Androgens control androgen-binding sites in rat epididymis

JG Tezon and JA Blaquier

Previous results suggested that the number of androgen-binding sites in rat epididymis was controlled by androgens. Using an exchange technique for receptor determination, we now report that cytoplasmic receptor number decreased to about half the control value after 4 days of castration and reached its lowest level (30% of the control value) after 12 days of castration. The Kd for [3H]methyltrienolone for cytoplasmic receptor varied from 2.8 X 10(-9) M in controls to 0.6 X (10-9) M (P less than 0.001) after 6 or more days of castration. Nuclear binding sites were reduced to 17% of the control value from the second day of castration on, but no change in the affinity for methyltrienolone was noted. The administration of testosterone propionate (400 micrograms/day) to rats castrated for 20 days significantly increased the number of nuclear and cytoplasmic binding sites from the second and third days of treatment, respectively. Labeled thymidine incorporation into DNA rose significantly after a 4- day latency period. The proportion of total binding sites capable of translocation into the nucleus was elevated during the early phase (2-4 days) of androgen treatment. These results also suggest the heterogneity of the cytoplasmic binding site population.
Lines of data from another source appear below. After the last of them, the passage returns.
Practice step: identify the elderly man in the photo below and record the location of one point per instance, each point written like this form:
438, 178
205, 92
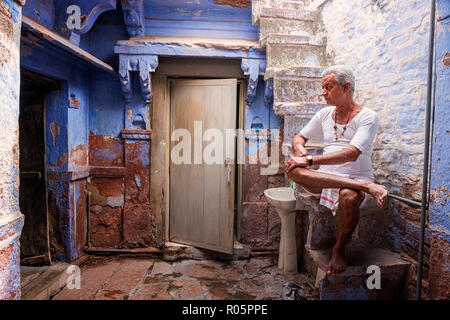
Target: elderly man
345, 173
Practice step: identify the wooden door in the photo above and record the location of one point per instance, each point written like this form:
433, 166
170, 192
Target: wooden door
202, 194
34, 241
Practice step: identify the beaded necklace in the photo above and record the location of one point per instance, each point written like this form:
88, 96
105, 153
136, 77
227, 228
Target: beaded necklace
335, 125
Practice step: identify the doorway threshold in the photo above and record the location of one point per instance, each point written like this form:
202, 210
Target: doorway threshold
176, 251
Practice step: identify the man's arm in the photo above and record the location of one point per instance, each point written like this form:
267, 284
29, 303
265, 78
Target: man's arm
348, 154
298, 143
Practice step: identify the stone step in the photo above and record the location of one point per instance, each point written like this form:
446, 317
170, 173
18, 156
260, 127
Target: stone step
292, 72
304, 108
41, 283
285, 4
274, 26
353, 283
284, 51
292, 87
289, 14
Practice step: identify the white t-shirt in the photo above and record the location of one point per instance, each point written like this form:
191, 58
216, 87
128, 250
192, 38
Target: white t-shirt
360, 133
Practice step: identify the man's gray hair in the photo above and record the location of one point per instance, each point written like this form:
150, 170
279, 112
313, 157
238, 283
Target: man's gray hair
343, 74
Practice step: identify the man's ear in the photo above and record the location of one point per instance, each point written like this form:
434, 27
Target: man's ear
347, 87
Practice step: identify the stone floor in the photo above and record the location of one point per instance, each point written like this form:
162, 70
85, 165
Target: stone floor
139, 278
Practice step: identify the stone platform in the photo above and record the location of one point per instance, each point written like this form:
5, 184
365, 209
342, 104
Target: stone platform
352, 283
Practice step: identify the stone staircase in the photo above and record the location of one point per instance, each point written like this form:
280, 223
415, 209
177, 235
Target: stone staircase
296, 57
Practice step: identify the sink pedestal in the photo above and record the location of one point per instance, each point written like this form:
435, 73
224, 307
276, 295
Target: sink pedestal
287, 259
286, 204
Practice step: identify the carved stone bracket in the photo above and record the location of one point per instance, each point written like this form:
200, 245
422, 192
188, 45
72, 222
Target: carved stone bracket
93, 10
133, 14
144, 64
254, 68
268, 93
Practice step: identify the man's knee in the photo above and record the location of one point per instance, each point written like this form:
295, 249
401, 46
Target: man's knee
349, 198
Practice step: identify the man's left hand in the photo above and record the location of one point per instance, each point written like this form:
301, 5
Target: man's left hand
295, 162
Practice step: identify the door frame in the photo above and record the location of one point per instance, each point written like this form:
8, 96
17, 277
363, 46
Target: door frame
47, 259
240, 152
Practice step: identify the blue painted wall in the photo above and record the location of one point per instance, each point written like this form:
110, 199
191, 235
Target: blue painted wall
440, 162
42, 11
107, 106
199, 18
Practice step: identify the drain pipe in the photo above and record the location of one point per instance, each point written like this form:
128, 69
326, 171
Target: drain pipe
427, 150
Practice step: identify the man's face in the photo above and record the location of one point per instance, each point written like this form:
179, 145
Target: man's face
331, 90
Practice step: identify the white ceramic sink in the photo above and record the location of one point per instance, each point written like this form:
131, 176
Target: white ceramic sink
282, 198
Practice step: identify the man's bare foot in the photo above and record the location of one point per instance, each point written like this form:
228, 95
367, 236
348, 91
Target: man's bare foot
338, 263
378, 192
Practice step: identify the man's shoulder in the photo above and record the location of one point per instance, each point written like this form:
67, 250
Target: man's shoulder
368, 115
324, 111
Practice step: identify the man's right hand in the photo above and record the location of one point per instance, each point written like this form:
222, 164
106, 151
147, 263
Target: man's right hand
300, 151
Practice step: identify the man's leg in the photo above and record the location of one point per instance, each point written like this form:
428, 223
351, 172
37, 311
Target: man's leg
347, 219
315, 180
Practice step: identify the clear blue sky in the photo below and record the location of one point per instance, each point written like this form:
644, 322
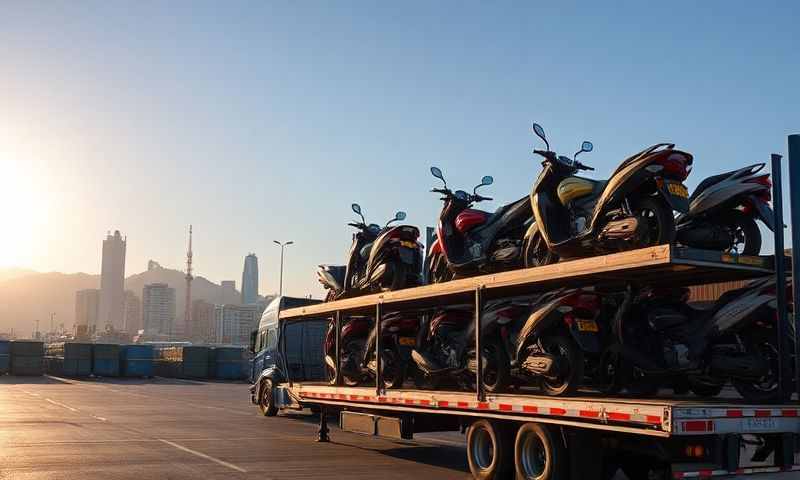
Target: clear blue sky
264, 120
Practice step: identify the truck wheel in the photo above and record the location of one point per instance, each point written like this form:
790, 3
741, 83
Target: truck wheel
489, 450
538, 454
266, 400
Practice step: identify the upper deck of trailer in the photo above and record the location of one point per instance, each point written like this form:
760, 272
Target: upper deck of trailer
677, 266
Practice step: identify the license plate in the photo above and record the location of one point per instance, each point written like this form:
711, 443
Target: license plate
678, 189
587, 325
759, 424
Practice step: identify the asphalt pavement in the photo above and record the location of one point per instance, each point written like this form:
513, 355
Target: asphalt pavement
162, 428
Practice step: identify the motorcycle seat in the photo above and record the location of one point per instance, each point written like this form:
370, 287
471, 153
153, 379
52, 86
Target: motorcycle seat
336, 271
509, 213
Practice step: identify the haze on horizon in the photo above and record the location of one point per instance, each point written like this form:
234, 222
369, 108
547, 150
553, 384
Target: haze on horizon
265, 121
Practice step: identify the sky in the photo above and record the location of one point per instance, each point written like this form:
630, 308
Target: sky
257, 121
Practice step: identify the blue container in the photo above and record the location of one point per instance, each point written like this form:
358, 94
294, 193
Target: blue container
137, 360
230, 363
5, 357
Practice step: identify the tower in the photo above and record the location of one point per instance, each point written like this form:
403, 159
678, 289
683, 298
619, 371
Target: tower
250, 279
112, 283
187, 315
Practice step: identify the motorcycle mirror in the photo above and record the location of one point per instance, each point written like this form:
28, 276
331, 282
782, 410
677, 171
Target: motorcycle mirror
585, 147
357, 208
539, 131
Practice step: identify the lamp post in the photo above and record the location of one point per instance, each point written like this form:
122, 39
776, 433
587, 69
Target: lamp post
282, 245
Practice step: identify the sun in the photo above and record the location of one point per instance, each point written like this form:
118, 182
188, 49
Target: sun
22, 210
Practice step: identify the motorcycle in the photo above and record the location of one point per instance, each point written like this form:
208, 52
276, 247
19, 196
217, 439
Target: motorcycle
723, 211
446, 351
398, 337
471, 241
658, 337
379, 259
554, 341
577, 217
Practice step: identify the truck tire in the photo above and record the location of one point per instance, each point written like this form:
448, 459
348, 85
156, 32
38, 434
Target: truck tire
539, 454
489, 450
266, 399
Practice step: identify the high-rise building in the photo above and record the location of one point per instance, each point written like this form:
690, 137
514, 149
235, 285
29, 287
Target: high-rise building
202, 325
87, 304
158, 304
112, 283
233, 323
250, 279
133, 312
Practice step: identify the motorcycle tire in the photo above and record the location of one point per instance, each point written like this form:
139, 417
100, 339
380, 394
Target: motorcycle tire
438, 271
660, 222
741, 225
536, 252
568, 351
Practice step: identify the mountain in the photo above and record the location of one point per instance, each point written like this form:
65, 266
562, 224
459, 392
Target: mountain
27, 296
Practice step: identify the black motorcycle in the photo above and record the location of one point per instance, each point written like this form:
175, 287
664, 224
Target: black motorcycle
723, 210
388, 258
471, 241
578, 217
659, 338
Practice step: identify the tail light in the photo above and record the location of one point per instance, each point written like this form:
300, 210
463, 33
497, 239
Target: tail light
676, 166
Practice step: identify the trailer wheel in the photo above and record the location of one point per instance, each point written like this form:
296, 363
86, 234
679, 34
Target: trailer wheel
266, 400
489, 450
538, 454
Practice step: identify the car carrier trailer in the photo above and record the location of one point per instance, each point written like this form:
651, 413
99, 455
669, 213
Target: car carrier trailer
578, 437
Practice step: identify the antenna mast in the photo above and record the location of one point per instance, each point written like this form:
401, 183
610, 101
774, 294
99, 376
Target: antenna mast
187, 316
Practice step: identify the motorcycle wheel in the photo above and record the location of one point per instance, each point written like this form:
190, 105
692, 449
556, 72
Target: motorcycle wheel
659, 222
704, 389
744, 232
570, 358
393, 371
766, 389
536, 252
438, 271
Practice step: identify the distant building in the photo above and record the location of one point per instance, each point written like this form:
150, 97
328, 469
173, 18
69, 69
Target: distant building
250, 279
158, 303
202, 325
112, 283
233, 323
87, 305
133, 312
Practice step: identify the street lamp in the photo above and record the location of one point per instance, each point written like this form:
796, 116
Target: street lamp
282, 245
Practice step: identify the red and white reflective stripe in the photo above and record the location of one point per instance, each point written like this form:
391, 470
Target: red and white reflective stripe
739, 471
604, 415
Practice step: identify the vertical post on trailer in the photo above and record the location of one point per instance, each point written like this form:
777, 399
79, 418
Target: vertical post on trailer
794, 206
338, 362
478, 348
378, 350
780, 273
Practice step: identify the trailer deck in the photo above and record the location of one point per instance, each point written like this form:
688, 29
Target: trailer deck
679, 266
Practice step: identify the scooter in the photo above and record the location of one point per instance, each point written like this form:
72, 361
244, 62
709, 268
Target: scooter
658, 336
578, 217
379, 259
398, 337
446, 351
557, 341
471, 241
723, 210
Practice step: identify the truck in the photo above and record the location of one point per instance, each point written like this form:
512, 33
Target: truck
538, 437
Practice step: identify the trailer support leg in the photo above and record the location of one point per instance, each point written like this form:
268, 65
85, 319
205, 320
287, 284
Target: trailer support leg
322, 435
784, 376
378, 351
794, 206
338, 362
478, 347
Control epididymides were composed of 61.5% receptor-containing epithelial cells, and this proportion was significantly reduced to 53.2% after 20 days of castration. Androgen administration elevated this percentage after an 8-day latency period. Proteolytic activity in cytosol was increased over control values after castration (for 20 days) and until the fourth day after the onset of androgen treatment. However, this activity does not seem to be an important factor in the decrease in binding sites caused by orchidectomy.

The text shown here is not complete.